Norrie initially performed as an actress at the Nya Teatern where in 1882 she made her début as Antoinette in Édouard Pailleron's play L'Étincelle (in Swedish Gnistan). When she played the male role of Lars Hjortsberg in Karl Wetterhoff's En repetition på Tillfälle gör tjufven, she sang a ballad so well that she was engaged by the theatre to perform a series of operetta roles. Among these were Offenbach's La fille du tambour-major (Tamburmajorens dotter) and Carl Millöcker's Der Bettelstudent in which she demonstrated her tomboy charms and her comic abilities. In 1883, after further study under the demanding opera singer Signe Hebbe, she was highly acclaimed for her performance in Victorien Sardou's Le Roi Carotte. As a result, she was able to spend the next three years singing in operettas at Södra Teatern and Djurgårdsteatern.
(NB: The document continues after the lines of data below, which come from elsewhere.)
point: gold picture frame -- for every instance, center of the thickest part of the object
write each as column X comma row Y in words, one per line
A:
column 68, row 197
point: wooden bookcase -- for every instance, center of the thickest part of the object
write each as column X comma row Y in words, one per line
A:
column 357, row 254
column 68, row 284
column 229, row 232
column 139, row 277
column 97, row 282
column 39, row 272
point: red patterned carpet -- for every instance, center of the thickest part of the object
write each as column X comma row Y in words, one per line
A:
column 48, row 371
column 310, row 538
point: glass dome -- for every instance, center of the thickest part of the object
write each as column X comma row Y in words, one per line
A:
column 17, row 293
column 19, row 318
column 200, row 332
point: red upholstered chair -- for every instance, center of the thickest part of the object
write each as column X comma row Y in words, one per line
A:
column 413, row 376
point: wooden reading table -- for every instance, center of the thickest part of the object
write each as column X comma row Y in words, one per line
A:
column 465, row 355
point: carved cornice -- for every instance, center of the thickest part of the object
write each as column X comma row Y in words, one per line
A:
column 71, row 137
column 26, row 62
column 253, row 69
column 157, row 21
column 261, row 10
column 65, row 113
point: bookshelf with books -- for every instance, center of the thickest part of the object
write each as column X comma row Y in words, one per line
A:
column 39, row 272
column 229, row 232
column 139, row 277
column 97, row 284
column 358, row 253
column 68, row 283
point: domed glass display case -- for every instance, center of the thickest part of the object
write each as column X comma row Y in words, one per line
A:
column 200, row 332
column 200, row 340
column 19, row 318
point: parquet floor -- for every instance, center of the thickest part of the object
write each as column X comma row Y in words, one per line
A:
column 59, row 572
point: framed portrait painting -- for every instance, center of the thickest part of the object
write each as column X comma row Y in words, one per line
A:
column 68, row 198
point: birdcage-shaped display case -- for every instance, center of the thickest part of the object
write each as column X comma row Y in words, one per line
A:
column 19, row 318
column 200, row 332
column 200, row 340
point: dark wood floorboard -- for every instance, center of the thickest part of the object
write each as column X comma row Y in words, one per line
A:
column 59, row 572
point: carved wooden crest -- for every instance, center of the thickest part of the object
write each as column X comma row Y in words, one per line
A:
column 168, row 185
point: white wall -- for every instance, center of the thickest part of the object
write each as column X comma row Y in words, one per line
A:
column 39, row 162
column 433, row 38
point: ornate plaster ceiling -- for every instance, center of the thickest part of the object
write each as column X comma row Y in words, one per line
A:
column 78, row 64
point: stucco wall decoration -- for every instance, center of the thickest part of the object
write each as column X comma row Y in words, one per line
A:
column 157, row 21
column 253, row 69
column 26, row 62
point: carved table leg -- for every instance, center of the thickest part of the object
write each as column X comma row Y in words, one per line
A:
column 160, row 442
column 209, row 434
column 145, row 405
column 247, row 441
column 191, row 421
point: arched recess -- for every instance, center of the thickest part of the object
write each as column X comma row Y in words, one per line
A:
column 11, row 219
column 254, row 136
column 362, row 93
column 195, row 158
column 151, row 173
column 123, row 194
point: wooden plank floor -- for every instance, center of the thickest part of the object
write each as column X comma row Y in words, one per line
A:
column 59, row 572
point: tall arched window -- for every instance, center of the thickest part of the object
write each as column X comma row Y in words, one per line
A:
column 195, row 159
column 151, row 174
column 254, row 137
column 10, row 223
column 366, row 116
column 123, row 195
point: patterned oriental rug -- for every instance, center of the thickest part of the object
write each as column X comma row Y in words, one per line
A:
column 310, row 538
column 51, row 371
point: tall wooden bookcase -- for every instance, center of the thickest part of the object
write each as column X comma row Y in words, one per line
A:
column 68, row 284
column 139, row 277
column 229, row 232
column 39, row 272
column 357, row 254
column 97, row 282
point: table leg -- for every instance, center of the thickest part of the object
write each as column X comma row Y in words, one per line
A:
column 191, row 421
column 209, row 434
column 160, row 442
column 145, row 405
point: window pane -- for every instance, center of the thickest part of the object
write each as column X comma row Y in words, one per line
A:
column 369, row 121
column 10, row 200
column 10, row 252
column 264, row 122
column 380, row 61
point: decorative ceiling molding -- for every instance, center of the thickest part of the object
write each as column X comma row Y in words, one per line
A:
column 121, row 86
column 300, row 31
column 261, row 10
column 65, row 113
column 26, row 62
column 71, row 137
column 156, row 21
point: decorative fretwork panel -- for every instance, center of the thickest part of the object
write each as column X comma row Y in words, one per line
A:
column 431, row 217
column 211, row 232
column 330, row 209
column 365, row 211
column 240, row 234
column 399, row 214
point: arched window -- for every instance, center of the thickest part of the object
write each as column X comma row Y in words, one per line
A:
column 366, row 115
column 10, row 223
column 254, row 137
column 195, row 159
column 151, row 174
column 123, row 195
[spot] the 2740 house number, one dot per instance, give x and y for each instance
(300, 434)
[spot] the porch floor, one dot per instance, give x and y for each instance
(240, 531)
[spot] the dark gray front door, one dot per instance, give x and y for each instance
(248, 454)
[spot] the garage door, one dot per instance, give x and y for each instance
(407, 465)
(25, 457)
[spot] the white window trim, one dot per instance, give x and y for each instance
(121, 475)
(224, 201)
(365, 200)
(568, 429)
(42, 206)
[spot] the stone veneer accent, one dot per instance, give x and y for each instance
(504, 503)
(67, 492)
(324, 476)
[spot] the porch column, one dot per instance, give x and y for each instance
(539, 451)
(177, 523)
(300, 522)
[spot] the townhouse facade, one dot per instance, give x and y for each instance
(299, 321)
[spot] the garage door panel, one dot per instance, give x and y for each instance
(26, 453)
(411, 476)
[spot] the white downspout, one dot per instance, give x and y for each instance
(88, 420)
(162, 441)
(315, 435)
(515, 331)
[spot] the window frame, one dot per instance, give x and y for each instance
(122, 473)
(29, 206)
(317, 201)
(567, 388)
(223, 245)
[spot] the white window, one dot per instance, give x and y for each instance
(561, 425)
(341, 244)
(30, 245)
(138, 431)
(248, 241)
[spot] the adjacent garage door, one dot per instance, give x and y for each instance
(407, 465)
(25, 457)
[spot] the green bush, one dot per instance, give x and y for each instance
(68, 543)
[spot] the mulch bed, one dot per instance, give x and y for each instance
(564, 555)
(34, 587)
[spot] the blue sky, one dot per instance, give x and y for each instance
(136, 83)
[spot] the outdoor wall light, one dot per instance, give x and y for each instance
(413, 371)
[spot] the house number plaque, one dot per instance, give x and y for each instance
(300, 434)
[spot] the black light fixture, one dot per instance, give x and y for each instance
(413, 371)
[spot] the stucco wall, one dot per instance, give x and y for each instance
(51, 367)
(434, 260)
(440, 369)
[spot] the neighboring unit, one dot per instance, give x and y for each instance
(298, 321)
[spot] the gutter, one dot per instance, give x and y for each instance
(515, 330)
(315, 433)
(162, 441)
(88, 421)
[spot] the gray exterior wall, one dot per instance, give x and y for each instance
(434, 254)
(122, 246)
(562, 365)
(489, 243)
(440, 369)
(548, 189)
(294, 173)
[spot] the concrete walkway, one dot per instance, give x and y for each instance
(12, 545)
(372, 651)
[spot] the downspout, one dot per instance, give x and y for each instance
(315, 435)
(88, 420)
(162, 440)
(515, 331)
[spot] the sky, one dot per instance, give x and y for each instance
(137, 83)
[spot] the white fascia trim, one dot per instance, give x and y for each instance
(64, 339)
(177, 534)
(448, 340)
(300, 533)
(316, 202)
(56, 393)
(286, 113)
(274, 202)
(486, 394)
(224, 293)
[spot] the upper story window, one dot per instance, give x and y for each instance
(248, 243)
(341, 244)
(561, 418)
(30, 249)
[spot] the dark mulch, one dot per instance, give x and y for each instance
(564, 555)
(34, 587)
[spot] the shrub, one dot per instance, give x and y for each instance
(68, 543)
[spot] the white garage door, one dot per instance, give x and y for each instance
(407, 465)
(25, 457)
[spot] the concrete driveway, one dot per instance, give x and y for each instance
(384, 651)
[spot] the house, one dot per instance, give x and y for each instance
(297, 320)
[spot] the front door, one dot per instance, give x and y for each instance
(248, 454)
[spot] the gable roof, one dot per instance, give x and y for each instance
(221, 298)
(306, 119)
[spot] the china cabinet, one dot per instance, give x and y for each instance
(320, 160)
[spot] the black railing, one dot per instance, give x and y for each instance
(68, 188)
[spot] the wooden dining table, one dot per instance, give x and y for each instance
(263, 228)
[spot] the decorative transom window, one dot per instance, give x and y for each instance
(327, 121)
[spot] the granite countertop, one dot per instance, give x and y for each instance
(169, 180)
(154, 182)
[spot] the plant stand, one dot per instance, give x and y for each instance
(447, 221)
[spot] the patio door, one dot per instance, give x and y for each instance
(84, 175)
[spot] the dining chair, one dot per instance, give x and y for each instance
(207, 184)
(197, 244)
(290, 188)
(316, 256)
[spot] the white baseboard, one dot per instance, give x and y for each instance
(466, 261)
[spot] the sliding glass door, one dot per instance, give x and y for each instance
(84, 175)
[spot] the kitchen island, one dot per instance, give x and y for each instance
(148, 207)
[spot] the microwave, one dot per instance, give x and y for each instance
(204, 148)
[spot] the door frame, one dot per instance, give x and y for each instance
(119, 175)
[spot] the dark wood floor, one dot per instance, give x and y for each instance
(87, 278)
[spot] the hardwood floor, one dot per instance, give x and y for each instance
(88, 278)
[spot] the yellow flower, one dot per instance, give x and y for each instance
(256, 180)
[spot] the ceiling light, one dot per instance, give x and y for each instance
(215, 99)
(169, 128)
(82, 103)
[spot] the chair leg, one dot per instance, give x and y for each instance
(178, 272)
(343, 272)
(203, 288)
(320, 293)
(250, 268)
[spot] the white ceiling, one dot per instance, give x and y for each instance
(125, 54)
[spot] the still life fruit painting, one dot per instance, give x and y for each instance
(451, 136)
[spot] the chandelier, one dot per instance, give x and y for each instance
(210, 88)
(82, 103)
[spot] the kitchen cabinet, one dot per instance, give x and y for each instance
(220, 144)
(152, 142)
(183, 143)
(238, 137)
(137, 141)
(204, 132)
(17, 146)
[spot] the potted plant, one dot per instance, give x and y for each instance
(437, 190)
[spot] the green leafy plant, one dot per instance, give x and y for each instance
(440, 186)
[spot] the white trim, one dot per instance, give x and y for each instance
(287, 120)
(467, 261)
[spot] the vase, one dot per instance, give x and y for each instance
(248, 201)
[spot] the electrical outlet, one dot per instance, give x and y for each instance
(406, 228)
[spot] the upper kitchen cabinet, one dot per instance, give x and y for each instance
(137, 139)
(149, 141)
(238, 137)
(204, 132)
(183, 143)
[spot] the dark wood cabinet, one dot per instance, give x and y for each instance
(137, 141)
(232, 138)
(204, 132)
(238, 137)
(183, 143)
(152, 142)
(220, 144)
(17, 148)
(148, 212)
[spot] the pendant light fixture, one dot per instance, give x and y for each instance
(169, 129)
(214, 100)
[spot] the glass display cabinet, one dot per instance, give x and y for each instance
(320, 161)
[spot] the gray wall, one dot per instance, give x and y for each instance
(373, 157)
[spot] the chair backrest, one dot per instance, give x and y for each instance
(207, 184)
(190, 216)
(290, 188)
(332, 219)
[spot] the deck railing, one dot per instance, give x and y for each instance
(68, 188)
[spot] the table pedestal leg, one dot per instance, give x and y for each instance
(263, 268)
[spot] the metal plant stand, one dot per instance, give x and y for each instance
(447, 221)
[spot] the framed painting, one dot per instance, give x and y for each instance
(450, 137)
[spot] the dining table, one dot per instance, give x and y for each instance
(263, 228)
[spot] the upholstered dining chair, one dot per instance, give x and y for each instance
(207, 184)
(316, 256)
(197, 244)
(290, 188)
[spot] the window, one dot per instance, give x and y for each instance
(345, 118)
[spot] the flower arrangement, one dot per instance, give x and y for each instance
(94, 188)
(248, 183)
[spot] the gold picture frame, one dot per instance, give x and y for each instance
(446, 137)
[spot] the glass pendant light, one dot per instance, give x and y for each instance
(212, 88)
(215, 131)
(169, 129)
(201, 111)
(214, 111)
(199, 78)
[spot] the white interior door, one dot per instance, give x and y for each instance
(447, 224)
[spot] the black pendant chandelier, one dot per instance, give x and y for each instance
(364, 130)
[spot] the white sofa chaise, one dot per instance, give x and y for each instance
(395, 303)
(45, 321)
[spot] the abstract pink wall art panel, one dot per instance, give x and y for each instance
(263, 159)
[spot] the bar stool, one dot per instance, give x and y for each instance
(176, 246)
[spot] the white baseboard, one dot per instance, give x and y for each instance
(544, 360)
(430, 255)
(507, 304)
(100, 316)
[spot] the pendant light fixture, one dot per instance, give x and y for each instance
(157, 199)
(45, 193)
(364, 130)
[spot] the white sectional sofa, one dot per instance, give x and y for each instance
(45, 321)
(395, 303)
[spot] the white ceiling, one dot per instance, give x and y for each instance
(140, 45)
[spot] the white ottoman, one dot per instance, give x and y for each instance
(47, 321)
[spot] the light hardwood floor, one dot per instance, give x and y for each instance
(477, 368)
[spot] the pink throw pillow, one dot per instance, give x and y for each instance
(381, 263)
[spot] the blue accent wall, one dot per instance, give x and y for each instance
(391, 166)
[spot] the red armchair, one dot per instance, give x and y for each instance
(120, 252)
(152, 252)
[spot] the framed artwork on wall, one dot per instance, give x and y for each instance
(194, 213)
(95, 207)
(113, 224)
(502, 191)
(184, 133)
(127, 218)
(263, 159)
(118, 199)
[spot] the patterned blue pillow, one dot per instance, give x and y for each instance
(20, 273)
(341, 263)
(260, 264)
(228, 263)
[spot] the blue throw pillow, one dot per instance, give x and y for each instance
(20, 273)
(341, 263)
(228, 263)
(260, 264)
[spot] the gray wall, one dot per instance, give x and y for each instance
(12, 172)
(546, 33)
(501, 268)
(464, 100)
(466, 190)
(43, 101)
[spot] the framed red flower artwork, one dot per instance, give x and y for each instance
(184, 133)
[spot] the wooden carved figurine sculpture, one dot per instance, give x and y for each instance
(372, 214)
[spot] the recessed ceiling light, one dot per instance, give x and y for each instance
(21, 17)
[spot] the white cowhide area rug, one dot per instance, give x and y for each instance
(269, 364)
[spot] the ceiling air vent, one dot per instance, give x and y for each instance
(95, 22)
Silent footage of Norrie performing an aria from Sköna Helena in 1903

In 1887, Norrie embarked on a long engagement at the Vasa Theatre where she gained a reputation as the leading operetta prima donna of the North. She achieved considerable success in La belle Hélène, La Grande-Duchesse de Gérolstein, Barbe-bleue, Fatinitza, Le petit duc, Orphée aux enfers and many others. She was equally successful on her tours to Helsinki, Bremen, Leipzig, Hannover and Berlin. Although she formally retired from the stage in 1920, on occasion she appeared in speaking parts. For example in 1932 she played Queen Desideria in Herbert Grevenius's Den förste Bernadotten at the Stockholm Concert Hall.

When she was 73, she turned to teaching, basing her approach on the strict rules of enunciation and movement she had learnt from Hebbe. Among her many students were Signe Hasso, Ingrid Bergman, Gunn Wållgren, Sif Ruud, Gerd Hagman, Viveca Lindfors, Birgitta Valberg, Anita Björk, Margaretha Krook, Yvonne Lombard, Ingrid Thulin, Gunnar Björnstrand, Sven Lindberg, Ulf Palme, Ingvar Kjellson, Jarl Kulle, Jan-Olof Strandberg and Max von Sydow.

Anna Norrie died in Stockholm on 13 July 1957 and was buried in Solna's Norra begravningsplatsen.